Abstract Objective To morphologically describe tertiary lymphoid structures (TLS) in prostatectomy specimens and correlate them with clinical and transcriptomic features. Methodology A total of 72 consecutive cases of entirely submitted radical prostatectomy (RP) patients tested with the Decipher Genomic Classifier were included in the study. Images were manually annotated using QuPath tools to denote tumor regions and each cluster of TLS. Clusters of lymphocytes that were surrounded on all four sides by tumor were defined as intra‐tumor TLS (IT‐TLS). Clusters of lymphocytes at the leading edge of carcinoma with either the prostatic pseudocapsule or benign parenchyma at one end were defined as peri‐tumor TLS (PT‐TLS). A classification algorithm to distinguish lymphocytes from non‐lymphocytic cells using a supervised machine learning model was used. The associations between TLS formation and 265 gene expression‐based signatures were examined.

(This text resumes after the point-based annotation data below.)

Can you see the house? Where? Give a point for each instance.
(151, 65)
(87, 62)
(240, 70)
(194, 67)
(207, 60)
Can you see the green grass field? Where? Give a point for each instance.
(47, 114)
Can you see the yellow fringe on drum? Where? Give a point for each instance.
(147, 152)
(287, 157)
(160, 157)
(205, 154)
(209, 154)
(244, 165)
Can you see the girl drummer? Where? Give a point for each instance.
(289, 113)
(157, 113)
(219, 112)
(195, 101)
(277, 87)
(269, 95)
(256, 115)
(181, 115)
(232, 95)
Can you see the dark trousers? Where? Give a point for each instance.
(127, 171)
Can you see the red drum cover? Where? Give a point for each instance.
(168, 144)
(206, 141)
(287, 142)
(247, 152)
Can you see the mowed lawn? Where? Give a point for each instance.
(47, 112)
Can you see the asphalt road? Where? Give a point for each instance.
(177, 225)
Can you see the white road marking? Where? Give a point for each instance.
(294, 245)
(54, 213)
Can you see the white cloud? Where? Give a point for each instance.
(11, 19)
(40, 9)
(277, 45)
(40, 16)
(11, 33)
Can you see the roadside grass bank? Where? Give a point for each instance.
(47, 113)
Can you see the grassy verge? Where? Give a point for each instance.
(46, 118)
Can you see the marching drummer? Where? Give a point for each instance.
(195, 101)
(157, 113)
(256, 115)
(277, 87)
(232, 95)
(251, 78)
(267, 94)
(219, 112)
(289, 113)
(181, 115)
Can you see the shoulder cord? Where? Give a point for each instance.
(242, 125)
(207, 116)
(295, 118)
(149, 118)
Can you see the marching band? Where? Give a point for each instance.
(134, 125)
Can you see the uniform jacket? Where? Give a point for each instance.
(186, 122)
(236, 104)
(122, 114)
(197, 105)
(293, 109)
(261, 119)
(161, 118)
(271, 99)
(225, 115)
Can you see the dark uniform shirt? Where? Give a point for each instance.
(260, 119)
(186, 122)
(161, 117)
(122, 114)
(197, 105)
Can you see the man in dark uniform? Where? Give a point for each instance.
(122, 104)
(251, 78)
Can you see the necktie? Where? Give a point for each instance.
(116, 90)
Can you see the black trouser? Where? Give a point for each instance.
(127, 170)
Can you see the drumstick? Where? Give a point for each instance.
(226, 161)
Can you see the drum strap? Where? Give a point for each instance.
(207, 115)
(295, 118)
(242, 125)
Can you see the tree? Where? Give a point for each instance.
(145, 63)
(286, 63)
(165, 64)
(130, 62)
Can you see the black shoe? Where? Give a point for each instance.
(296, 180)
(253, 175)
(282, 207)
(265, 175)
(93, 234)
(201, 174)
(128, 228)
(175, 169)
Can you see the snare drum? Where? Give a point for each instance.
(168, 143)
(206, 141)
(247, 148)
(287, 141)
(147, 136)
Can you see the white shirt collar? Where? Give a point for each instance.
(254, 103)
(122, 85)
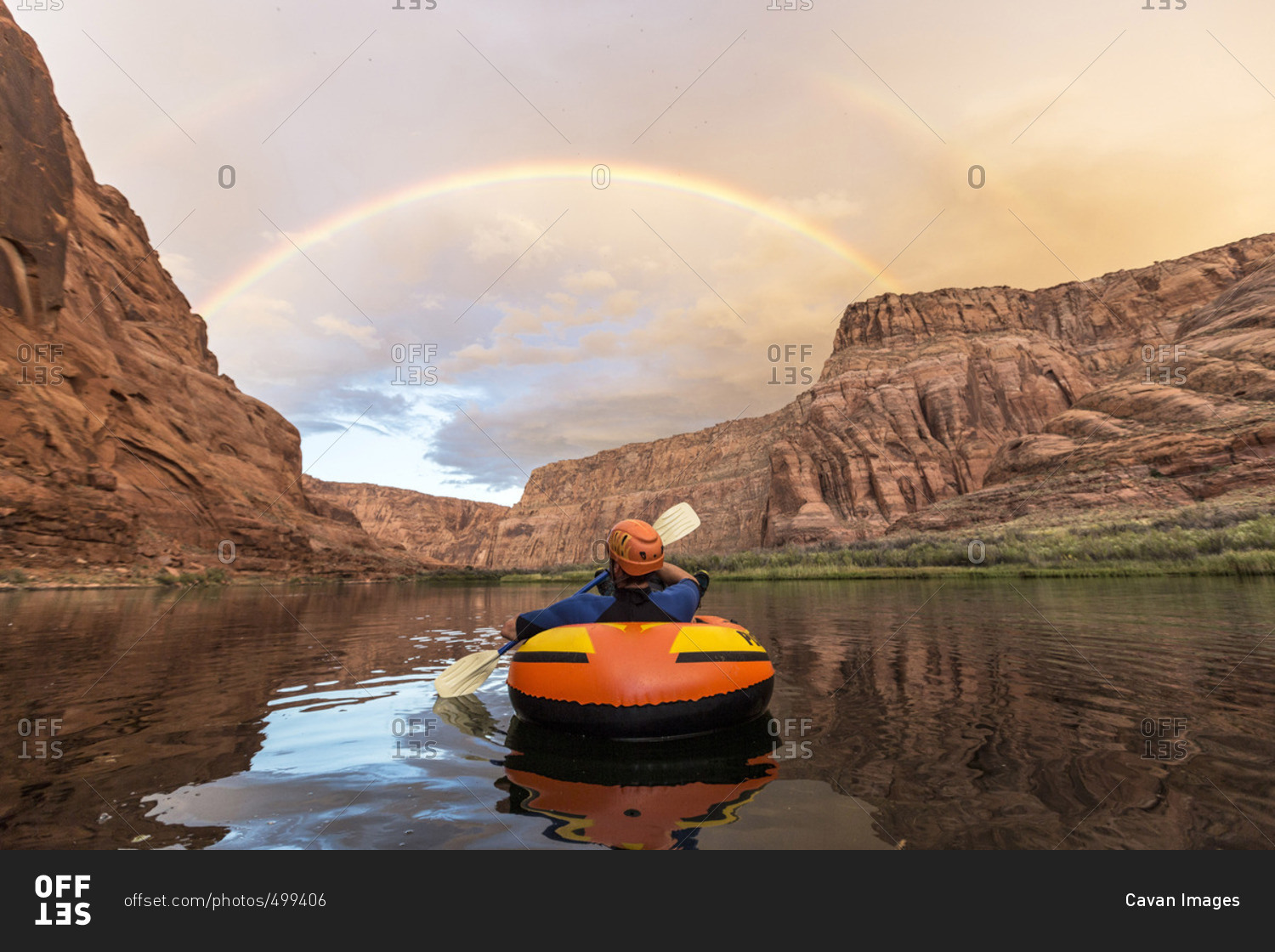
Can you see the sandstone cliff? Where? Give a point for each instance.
(120, 443)
(956, 407)
(438, 528)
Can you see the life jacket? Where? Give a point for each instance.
(634, 605)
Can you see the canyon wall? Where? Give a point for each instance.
(956, 407)
(122, 445)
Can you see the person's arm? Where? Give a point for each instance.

Results The magnitude of total TLS correlations with primary tumor gene expression signatures was moderate (~0.35–0.5) with several HLA, T‐cell and B‐cell Cluster signatures, showing positive correlation with various metrics for quantification of TLS. On the other hand, immune suppressive signatures (Treg, MDSC) were negatively correlated. While signatures for macrophages, NK cells and other immune cell types were uncorrelated for the most part. PT‐TLS was associated with MHC signatures while IT TLS correlated with MHC and T‐cell signatures. Conclusions Clusters of inflammatory cells in the RP specimen can be divided spatially into PT TLS and IT‐TLS, each with its unique molecular correlates of tumor immune microenvironment. The presence of TLS is positively correlated with MHC signatures, T‐ cell and B‐cell cluster signatures but, negatively correlated with immune suppressive signatures. A subset of prostate cancer demonstrate a robust inflammatory response, and warrant further characterization in larger cohorts.